Heinrich_Fueger_1817_Prometheus

Luciene Félix
Professora de Filosofia e Mitologia Greco-Romana da ESDC
 mitologia@esdc.com.br

Blog: www.lucienefelix.blogspot.com

"a dialética é a suprema dádiva dos deuses,
o verdadeiro fogo de Prometeu"

Platão

Arquétipos (do grego, arché + typein = princípio que serve de modelo) são atemporais e universais. Na politeísta cultura grega, deuses e homens, imortais e mortais, interligados, são interdependentes.

Encabeçando o arquétipo de defensor dos direitos da raça humana temos o Titã Prometeu (pro=antes e metheus=vidência, aquele que sabe antes), que criou os homens do barro, feito de terra e de suas próprias lágrimas.

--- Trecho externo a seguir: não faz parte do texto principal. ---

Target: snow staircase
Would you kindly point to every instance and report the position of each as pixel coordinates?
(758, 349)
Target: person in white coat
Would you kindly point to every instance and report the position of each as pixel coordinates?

A analogia entre as palavras terra (do latim, humus) e homem é recorrente. Os helenos acreditavam que uma centelha divina, pois imortal, percorria e se aprofundava por toda terra geratriz. E, se simbolizando a história evolutiva do gênero humano, no mito judaico-cristão, Deus é único e supremo criador dos homens, no paganismo grego, é Prometeu o criador e benfeitor da humanidade.

Tanto para as criaturas do Deus de Abraão, quanto para as de Prometeu há um interdito: conhecimento. Que abismo espreita àquele que anseia pura e simplesmente... conhecer? O poder de um intelecto cego e desmedido, falível, é condenável. Ambos referem-se à discórdia inicial entre espírito e matéria, relatam a hýbris (desmedida, a insolente falta de limites), o castigo da queda, arrependimento e reconciliação final.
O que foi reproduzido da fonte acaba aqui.